Based on the transcriptomic data, GhBBX5, GhBBX8, GhBBX9, GhBBX17, GhBBX23, GhBBX26, GhBBX28 and GhBBX36 which belonged to group II and whose expression levels increased after stress treatment, were selected for qRT-PCR verification. As shown in Fig. 8, PEG stress affected the activity of GhBBXs. GhBBX5, GhBBX23 and GhBBX28 responded to PEG treatment at 1 h, after which their expression was downregulated continuously until a minimum point was reached at 12 h. Afterwards, their expression increased at 24 h. The expression of GhBBX8, GhBBX9, GhBBX17 and GhBBX26 increased at the beginning, after which it decreased but then increased again. The minimum expression level occurred at 12 h. GhBBX36 was the only gene whose expression abruptly decreased but then increased, followed by a sudden increase after reaching the minimum at 12 h. Under NaCl stress treatment, GhBBX5, GhBBX8, GhBBX9, GhBBX17, GhBBX23, GhBBX26 and GhBBX36 showed the same expression pattern. The expression of these genes quickly decreased but then increased. Afterwards, their expression reached a minimum at 12 h followed by an increase. GhBBX28 was the only gene whose expression began at 9 h, after which it decreased; after reaching a minimum at 12 h, the expression increased. Taken together, the results showed that GhBBXs could respond to plant abiotic stresses, and at the same time, it provided potential candidate genes for further study.
Expression pattern of GhBBXs under phytohormone
In order to study the response of GhBBXs to phytohormone, 9 genes containing corresponding hormone-response elements in their promoters were selected for qRT-PCR experiment to further analyze the transcript levels of BBX genes under three different hormone treatments (Fig. 9). After treated with ABA (Fig. 9 A), the expression of most of these genes increased early (mainly from 0.5 to 2 h), followed by a decrease. The expression of three genes decreased early, after which it increased and finally decreased with time. Under GA treatment (Fig. 9B), 4 expression patterns were found. the expression of most of these genes increased early, peaking at 0.5 or 1 h after GA application, after which their expression decreased over time.
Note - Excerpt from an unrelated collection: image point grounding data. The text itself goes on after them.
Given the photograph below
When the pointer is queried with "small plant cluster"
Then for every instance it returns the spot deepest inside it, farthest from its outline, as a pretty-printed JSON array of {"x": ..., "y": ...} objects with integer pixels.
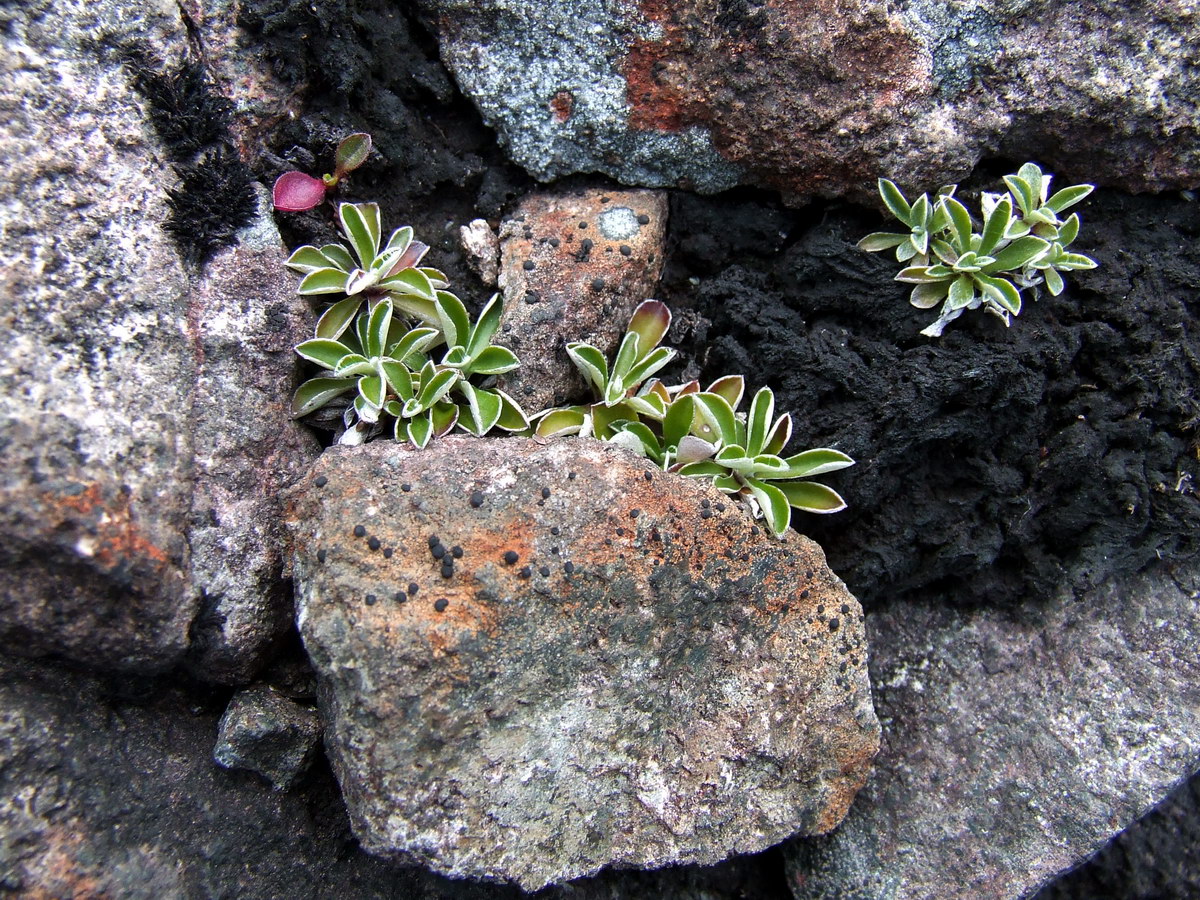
[
  {"x": 699, "y": 433},
  {"x": 395, "y": 339},
  {"x": 1021, "y": 244}
]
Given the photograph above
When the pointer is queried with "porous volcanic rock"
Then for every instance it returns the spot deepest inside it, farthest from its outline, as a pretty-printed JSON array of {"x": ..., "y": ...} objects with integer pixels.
[
  {"x": 1015, "y": 742},
  {"x": 822, "y": 99},
  {"x": 574, "y": 267},
  {"x": 143, "y": 406},
  {"x": 538, "y": 660}
]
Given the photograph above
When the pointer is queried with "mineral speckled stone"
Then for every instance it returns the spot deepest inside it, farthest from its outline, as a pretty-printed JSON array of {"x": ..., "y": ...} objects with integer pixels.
[
  {"x": 666, "y": 702},
  {"x": 585, "y": 288},
  {"x": 1017, "y": 744},
  {"x": 268, "y": 733},
  {"x": 823, "y": 97}
]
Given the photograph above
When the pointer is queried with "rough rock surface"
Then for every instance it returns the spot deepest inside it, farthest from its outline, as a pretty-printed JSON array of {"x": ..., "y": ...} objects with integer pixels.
[
  {"x": 595, "y": 672},
  {"x": 1015, "y": 743},
  {"x": 822, "y": 99},
  {"x": 135, "y": 396},
  {"x": 268, "y": 733},
  {"x": 574, "y": 267}
]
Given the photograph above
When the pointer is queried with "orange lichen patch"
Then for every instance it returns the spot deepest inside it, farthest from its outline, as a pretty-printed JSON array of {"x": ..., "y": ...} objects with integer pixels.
[
  {"x": 109, "y": 535},
  {"x": 562, "y": 105}
]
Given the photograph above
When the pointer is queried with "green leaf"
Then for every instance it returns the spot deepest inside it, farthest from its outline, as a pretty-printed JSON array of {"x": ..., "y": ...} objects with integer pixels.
[
  {"x": 773, "y": 503},
  {"x": 649, "y": 322},
  {"x": 996, "y": 226},
  {"x": 322, "y": 352},
  {"x": 334, "y": 322},
  {"x": 762, "y": 417},
  {"x": 1068, "y": 197},
  {"x": 815, "y": 462},
  {"x": 454, "y": 318},
  {"x": 399, "y": 379},
  {"x": 307, "y": 259},
  {"x": 483, "y": 407},
  {"x": 339, "y": 256},
  {"x": 1017, "y": 255},
  {"x": 561, "y": 421},
  {"x": 352, "y": 153},
  {"x": 495, "y": 360},
  {"x": 513, "y": 417},
  {"x": 316, "y": 393},
  {"x": 357, "y": 225},
  {"x": 592, "y": 365},
  {"x": 895, "y": 201},
  {"x": 485, "y": 325},
  {"x": 811, "y": 497},
  {"x": 718, "y": 414},
  {"x": 1054, "y": 282},
  {"x": 323, "y": 281},
  {"x": 1001, "y": 291},
  {"x": 378, "y": 327},
  {"x": 412, "y": 282},
  {"x": 881, "y": 240}
]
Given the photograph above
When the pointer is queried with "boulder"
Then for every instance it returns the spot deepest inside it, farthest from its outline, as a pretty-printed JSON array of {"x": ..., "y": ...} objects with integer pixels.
[
  {"x": 535, "y": 660},
  {"x": 822, "y": 99},
  {"x": 143, "y": 405},
  {"x": 1017, "y": 742},
  {"x": 574, "y": 267}
]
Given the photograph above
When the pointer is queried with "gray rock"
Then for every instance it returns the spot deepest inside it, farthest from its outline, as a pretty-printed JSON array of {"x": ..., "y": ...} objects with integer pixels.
[
  {"x": 605, "y": 676},
  {"x": 822, "y": 99},
  {"x": 1015, "y": 743},
  {"x": 143, "y": 408},
  {"x": 269, "y": 735}
]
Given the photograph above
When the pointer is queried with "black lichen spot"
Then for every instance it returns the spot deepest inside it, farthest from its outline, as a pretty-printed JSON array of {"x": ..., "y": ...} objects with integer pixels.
[{"x": 214, "y": 198}]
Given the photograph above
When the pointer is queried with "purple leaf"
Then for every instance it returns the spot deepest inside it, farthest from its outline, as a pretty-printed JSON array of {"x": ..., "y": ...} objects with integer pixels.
[{"x": 297, "y": 192}]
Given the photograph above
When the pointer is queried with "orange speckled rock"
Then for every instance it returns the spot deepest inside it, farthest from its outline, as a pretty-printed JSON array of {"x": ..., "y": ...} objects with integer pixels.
[
  {"x": 573, "y": 268},
  {"x": 617, "y": 667}
]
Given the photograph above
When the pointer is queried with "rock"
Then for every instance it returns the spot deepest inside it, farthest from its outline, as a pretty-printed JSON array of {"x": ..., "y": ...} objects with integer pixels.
[
  {"x": 269, "y": 735},
  {"x": 143, "y": 407},
  {"x": 1015, "y": 743},
  {"x": 822, "y": 99},
  {"x": 601, "y": 676},
  {"x": 483, "y": 250},
  {"x": 574, "y": 267}
]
The expression of two genes (GhBBX18 and GhBBX20) was downregulated at all time points, and the expression of one gene, GhBBX11, was upregulated at all time points except the 9 h time point. The expression of GhBBX7 was upregulated early on, after which it decreased and then increased. In response to IAA treatment (Fig. 9 C), these genes could be divided into 2 major patterns on the basis of their expression characteristics. The expression of most of these genes increased early, followed by a decrease, peaking from 0.5 to 2 h. Three genes (GhBBX7, GhBBX13 and GhBBX25) presented downregulated expression at all time points, reaching a minimum at 12 h.